We need to find and detect Leprosy cases early and treat them before the appearance of serious health issues.
The problem arises when leprosy bacteria start to attack the peripheral nervous system, with inflammation of the nerves, leading to the insensitivity of the hands, feet and cornea. Also, the motor nerves can be attacked which can lead to paralysis of the fingers, the feet or the eyelids. Paralysis of the eyelids may eventually lead to blindness. These nerve issues are the most worrisome and the most dangerous. Therefore, we try to detect patients as soon as possible to prevent these outcomes. Unfortunately, there are several patients who are only diagnosed after these nerve-related issues start.
What have been the changes from when you started working to now in the context of the situation of leprosy and tuberculosis in Nepal?
Over the last three years, due to Covid-19, the number of new patients detected and reported was also influenced by it.

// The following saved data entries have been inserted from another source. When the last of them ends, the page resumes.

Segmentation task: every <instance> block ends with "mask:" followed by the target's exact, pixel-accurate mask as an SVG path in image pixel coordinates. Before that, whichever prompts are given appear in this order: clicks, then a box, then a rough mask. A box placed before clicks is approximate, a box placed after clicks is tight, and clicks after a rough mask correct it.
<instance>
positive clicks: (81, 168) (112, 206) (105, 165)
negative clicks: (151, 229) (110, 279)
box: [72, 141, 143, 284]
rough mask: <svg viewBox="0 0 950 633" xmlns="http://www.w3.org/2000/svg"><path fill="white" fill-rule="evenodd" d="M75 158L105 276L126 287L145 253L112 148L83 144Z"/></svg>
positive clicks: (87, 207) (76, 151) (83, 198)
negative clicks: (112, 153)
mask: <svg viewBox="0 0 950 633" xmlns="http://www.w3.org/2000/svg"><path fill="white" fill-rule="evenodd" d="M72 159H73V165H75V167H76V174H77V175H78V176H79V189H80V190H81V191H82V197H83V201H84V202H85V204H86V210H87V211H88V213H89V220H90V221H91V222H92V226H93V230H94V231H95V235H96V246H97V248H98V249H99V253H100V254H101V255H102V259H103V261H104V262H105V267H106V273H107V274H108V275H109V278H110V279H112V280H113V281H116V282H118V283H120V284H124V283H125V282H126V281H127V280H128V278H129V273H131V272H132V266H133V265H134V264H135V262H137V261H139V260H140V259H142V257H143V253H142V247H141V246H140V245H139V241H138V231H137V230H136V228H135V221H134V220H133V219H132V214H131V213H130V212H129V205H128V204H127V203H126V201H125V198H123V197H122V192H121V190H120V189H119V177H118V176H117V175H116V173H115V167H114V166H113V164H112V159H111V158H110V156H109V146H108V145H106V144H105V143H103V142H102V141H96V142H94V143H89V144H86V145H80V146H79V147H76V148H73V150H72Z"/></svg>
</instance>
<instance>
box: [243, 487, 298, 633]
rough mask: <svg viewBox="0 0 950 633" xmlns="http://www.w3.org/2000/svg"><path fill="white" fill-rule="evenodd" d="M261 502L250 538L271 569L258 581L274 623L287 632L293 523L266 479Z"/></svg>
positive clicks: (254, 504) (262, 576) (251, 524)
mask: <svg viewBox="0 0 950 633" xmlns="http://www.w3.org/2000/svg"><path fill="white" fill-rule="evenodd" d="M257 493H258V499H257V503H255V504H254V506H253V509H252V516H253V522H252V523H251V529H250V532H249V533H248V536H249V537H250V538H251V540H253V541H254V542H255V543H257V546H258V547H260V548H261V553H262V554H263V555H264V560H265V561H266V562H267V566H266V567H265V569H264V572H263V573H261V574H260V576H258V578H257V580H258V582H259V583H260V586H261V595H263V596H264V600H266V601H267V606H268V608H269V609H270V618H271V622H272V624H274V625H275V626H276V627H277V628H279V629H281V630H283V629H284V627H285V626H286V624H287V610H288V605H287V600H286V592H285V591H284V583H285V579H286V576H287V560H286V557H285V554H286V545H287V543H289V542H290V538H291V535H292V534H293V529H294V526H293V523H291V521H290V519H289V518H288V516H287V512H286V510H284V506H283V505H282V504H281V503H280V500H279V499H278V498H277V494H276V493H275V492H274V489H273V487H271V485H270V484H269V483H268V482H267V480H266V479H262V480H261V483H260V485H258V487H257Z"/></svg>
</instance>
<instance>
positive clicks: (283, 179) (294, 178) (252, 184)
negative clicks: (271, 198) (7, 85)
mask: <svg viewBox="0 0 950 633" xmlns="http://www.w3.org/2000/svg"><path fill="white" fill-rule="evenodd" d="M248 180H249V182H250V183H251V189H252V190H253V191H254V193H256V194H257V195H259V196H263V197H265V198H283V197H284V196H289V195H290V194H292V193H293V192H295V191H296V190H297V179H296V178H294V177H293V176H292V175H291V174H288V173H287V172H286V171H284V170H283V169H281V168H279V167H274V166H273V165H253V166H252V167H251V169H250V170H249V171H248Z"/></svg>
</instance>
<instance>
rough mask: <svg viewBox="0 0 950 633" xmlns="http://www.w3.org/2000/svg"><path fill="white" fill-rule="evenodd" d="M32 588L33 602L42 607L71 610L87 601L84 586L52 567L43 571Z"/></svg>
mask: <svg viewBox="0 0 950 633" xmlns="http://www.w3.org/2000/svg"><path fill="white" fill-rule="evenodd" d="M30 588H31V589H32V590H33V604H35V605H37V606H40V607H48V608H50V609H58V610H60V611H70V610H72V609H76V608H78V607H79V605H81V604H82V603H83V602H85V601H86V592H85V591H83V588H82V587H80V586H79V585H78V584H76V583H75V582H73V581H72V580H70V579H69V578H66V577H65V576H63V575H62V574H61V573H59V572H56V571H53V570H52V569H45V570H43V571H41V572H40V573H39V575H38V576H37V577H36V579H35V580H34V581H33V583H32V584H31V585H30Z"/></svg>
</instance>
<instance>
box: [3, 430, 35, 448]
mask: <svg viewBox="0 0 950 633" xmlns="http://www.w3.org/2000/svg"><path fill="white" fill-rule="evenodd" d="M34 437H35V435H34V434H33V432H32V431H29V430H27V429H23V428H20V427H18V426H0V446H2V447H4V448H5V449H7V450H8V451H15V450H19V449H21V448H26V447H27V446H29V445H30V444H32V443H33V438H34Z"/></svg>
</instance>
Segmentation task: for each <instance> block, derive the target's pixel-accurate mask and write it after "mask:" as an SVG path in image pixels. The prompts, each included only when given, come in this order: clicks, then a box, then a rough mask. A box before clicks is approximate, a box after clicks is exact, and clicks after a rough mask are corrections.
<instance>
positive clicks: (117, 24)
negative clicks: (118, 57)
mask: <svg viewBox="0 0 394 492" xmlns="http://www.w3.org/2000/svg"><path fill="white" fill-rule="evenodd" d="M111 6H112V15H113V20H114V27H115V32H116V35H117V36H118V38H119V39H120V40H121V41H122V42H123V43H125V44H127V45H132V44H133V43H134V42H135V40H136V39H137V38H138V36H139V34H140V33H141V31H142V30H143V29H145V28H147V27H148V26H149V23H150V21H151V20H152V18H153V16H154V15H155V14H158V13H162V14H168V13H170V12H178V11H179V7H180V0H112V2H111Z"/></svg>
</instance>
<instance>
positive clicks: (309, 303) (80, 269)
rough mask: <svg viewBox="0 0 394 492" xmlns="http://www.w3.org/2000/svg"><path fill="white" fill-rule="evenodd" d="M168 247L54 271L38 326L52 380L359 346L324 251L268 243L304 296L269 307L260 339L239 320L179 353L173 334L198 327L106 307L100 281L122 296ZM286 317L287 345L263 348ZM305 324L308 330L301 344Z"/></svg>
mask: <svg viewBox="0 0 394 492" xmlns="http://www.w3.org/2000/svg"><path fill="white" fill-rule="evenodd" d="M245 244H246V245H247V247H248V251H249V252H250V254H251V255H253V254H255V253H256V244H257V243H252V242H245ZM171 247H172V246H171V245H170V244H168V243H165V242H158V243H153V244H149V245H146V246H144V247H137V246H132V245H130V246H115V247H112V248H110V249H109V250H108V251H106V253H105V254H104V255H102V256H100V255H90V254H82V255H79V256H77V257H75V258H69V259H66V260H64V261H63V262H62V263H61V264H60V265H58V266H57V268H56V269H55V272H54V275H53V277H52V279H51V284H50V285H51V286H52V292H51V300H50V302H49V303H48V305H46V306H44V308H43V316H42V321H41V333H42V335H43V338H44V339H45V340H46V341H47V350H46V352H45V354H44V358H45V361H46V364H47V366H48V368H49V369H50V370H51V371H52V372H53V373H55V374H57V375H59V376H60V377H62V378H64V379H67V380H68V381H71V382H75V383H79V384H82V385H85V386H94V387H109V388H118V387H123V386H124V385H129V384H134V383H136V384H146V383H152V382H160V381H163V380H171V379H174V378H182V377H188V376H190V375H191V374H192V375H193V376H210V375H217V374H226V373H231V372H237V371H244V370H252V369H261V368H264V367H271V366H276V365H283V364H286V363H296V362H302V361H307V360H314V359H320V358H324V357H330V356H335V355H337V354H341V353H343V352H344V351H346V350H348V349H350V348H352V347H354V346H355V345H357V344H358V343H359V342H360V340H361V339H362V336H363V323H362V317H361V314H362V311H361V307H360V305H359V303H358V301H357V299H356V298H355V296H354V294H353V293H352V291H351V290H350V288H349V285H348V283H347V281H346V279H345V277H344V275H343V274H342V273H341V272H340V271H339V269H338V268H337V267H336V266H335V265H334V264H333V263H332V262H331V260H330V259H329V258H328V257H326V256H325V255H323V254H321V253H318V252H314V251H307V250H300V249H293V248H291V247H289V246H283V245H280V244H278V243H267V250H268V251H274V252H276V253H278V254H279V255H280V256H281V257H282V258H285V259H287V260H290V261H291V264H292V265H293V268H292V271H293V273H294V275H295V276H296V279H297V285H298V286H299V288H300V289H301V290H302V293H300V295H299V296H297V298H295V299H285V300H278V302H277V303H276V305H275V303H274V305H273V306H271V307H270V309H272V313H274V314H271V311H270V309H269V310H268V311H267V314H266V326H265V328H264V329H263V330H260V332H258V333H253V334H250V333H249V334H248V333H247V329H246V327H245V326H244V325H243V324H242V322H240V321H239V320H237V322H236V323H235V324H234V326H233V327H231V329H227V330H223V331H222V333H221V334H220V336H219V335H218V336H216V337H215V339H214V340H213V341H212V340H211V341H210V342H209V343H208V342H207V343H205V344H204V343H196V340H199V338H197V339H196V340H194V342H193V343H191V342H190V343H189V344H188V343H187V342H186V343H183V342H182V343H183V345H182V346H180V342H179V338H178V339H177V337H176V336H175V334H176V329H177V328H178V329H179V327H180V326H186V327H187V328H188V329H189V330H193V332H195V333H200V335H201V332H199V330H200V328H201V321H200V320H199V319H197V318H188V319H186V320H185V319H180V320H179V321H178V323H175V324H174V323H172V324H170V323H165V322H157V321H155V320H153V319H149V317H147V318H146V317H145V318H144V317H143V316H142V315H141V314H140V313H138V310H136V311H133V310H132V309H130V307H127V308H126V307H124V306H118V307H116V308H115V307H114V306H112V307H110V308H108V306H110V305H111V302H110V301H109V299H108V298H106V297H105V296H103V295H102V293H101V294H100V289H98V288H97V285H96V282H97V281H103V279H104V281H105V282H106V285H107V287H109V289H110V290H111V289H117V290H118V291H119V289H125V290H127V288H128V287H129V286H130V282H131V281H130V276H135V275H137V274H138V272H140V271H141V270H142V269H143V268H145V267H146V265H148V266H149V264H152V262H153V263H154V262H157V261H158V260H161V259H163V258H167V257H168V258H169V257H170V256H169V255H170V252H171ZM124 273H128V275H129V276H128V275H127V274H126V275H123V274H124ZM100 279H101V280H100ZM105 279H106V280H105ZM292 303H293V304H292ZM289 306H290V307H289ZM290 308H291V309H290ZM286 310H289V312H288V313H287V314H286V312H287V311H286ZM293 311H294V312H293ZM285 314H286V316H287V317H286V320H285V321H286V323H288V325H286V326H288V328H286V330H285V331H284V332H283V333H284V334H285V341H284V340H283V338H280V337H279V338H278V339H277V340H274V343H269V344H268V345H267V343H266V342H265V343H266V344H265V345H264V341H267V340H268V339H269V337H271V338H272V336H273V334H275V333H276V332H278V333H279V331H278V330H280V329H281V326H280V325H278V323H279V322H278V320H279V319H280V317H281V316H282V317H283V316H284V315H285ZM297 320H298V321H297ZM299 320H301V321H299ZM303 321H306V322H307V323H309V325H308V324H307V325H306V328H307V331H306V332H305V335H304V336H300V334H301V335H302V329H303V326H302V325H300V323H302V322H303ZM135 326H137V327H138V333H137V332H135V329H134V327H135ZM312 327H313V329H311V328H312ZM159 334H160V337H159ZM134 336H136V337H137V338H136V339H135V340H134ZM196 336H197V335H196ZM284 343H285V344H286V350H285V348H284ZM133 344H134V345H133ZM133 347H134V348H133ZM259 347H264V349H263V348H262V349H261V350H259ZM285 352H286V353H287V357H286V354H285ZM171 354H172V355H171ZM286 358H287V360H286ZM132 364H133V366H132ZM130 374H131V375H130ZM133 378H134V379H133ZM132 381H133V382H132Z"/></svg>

From the programmatic perspective, the government has introduced new TB drugs, increased testing and installed many GeneXpert machines, enhanced lab capacities and so on to test drug resistance. Similarly, leprosy control and disability management section of Epidemiology and Disease Control Division, Ministry of Health and Population has adopted roadmap to Zero Leprosy 2030. So, despite COVID 19 Pandemic, the efforts have been made and government of Nepal has taken various steps to contain these diseases.